Il n’y avait aucun délai contractuel à la livraison. La délivrance non conforme n’est pas démontrée par la défenderesse. Le solde de la prestation d’une première version est dû.
[Localité 2] ne démontre pas d’inexécution grave justifiant la résolution du contrat.
La demande reconventionnelle en l’absence de faute et de lien de causalité non démontrée n’est pas fondée. [N] MACHINE n’est pas responsable de l’incapacité d'[Localité 2] à budgétiser un projet commercial et anticiper ses coûts de lancement et d’exploitation.
La résistance abusive d'[Localité 2] devra être sanctionnée.
En défense, [Localité 2] réplique que :
[N] MACHINE a manqué à ses obligations de résultats dans la délivrance d’un produit conforme aux attentes spécifiques d'[Localité 5]
La jurisprudence reconnait une obligation de résultats faite aux sociétés de création d’outils numériques.
Les accords prévoyaient une prestation précise, un cahier des charges et un calendrier.
[N] MACHINE n’a respecté aucun délai de livraison, obligeant à repousser les délais de commercialisation.
Elle n’a effectué aucun test de fonctionnement avant de livrer.
[Localité 2] n’a pas signé les 2 procès-verbaux de recette car ils ne faisaient pas état des nombreuses anomalies persistantes.
La publication de l’application sur les plateformes est possible même si elle nécessite des optimisations et des corrections mais [N] MACHINE a échoué à livrer la version exploitable, notamment en ne réglant pas des points essentiels comme la géolocalisation.
A titre subsidiaire, [N] MACHINE a manqué à ses obligations de moyens n’ayant pas livré dans les délais impartis une version fonctionnelle de l’application [Localité 3].
Le contrat doit donc être résolu aux torts de [X] CODING MACHINE, les acomptes remboursés et les codes sources restitués à [Localité 5]
[Localité 2] a subi de lourds préjudices directs et certains en cumulant des charges (frais marketing et salariaux) dont elle justifie à hauteur de 116.546,42 euros.

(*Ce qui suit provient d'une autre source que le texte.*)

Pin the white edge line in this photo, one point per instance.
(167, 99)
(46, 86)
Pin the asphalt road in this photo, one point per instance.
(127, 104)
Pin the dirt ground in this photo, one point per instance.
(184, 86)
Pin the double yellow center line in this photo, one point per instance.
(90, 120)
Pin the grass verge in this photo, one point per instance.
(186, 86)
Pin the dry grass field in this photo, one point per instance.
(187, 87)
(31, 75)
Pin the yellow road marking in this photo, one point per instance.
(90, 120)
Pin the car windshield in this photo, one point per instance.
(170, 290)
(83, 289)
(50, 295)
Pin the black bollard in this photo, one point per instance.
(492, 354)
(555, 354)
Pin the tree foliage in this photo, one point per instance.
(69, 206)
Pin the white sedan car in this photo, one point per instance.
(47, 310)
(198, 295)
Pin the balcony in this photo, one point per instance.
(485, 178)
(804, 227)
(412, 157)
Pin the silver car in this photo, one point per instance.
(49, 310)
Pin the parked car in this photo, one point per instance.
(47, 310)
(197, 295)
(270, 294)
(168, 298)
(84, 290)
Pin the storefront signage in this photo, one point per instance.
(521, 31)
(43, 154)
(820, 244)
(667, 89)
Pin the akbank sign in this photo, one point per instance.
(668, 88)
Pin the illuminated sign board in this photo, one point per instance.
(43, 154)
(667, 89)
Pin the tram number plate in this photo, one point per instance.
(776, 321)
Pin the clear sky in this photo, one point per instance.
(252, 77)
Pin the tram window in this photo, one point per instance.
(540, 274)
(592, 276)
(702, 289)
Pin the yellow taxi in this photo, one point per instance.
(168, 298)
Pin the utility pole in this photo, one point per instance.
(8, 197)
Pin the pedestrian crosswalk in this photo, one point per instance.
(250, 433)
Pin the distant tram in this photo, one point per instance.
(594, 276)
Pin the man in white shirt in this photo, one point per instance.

[Localité 2] n’a jamais reconnu l’exigibilité ou le quantum d’une dette. Elle a tenté de négocier pour voir aboutir le projet.
La résistance abusive n’est pas démontrée.
SUR CE, LE TRIBUNAL
Selon les articles 1103 et 1104 du code civil, « les contrats légalement formés tiennent lieu de loi à ceux qui les ont faits » et « les contrats doivent être négociés, formés et exécutés de bonne foi ».
Selon l’article 1353 du code civil « Celui qui réclame l’exécution d’une obligation doit la prouver. Réciproquement, celui qui se prétend libéré doit justifier le paiement ou le fait qui a produit l’extinction de son obligation ».
Le contrat conclu le 26 février 2020 entre [N] MACHINE et [Localité 2] par lequel les parties ont convenu des conditions dans lesquelles [N] MACHINE réalisera des « missions spécifiques d’études, d’assistance et de réalisations confiées » par [Localité 2] tient lieu de loi entre les parties.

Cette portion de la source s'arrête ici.